TRULY TUESDAY: "SCREWBALL" ON NETFLIX
"Screwball," which relates the story of the 2013 Biogenesis doping scandal that took down Alex Rodriguez and a number of other prominent baseball players, is one of those documentaries that constantly references the CRAZINESS of its own story. The film actually closes with its primary subject, Biogenesis founder Anthony Bosch, saying that oft-repeated line "You couldn't make this up!" just to drive the point home. (I guess you kind of need that shot for the trailer.)

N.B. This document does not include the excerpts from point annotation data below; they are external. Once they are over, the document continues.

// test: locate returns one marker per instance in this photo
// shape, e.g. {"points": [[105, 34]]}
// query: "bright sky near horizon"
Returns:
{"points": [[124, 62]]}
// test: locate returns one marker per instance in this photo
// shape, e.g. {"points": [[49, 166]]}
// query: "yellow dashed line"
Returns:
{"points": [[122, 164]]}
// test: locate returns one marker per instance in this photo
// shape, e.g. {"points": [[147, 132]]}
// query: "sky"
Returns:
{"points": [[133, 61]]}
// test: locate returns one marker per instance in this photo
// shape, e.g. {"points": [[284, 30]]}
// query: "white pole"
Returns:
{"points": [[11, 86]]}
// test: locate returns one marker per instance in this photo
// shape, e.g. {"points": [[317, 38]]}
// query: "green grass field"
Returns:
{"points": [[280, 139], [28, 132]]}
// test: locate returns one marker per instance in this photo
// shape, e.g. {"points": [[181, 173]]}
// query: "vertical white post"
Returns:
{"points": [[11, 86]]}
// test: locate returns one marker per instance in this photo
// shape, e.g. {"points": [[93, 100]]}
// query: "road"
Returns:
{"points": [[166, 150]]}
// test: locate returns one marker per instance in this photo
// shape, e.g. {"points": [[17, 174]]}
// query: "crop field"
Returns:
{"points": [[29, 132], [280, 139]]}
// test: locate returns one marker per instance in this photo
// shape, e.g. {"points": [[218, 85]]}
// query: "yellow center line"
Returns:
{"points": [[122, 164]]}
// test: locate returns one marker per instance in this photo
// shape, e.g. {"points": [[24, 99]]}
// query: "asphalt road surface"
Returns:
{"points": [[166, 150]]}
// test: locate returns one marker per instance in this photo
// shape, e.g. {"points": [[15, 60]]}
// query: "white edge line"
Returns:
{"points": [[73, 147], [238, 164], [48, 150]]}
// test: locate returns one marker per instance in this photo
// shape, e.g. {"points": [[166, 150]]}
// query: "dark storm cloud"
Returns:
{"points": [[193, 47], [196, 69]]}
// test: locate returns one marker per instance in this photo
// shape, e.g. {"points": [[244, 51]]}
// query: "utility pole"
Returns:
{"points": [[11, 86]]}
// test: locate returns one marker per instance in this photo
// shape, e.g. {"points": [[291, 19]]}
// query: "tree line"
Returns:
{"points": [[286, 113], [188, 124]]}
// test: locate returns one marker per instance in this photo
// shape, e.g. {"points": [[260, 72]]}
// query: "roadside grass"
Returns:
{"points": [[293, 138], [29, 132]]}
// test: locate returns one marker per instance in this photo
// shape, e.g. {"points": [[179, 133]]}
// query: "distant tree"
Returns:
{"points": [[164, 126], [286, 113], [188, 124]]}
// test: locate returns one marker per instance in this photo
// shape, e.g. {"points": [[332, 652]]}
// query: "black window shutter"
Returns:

Co-writer/director Billy Corben has filled his film with winking meta-commentary: everything from wacky music cues to clips from late-night comedy routines tips you off that the story you are hearing is outrageous and funny, featuring a cross-section of delightfully colorful Florida eccentrics. In a particularly bold move, Corben has cast an ensemble of children to play the scandal's central figures in all re-enactments, highlighting their often ridiculous, ill-advised, juvenile behavior. (All of this is somewhat unsurprising considering that Corben's most well-known credit, the 2006 documentary "Cocaine Cowboys," helped to popularize a similarly unconventional, reality TV-inspired approach.)
Ultimately, all of the bells and whistles and gimmicks were probably unnecessary. "Screwball" delivers on its initial promise: this is a truly hard-to-believe, only-in-Florida kind of tale, that goes way beyond Bosch's rampant, gleeful, careless criminality and into a large, complex and poorly-organized conspiracy. It's downright shocking that we only know this story, to this day, because a random guy got pissed off at Bosch over a $4,000 loan and decided to steal some of his files as payback. It strains credulity to discover that one of the private investigators Major League Baseball sent to Florida to look into the scandal had an affair with one of Bosch's own nurses. It seems like a joke when you find out that Bosch's only medical training happened at a school in Belize, which he selected because it's the only Central American country with English as its official language. But it's all true.
I can't really fault Corben for making the movie as wild and entertaining as he did, and it largely works, even some of the more over-the-top experiments. The child actors are uniformly talented and charismatic, and I'd be lying if I said that dressing up kids like they just had a spray tan, or like they have sleeve tats, wasn't amusing. There are also some genuinely clever touches here and there. Early in the film, Bosch compares himself to Ray Liotta from "Goodfellas," and then much later on, during a sequence where he's finally brought to justice, Corben plays a decidedly "Layla"-esque tune on the soundtrack, a callback to that film's famous "finding the corpses" montage.
One final note: the film REALLY has it in for one-time Yankee superstar A-Rod. Not that he doesn't deserve this kind of shabby treatment, but both Corben and Bosch seem fixated on presenting him as not only a cheater and a liar, but as an actual insane person. I'm not sure if this depiction is at all accurate or fair, and it's the one element of the film that feels deeply personal, almost vindictive, rather than simply bewildered and/or amused.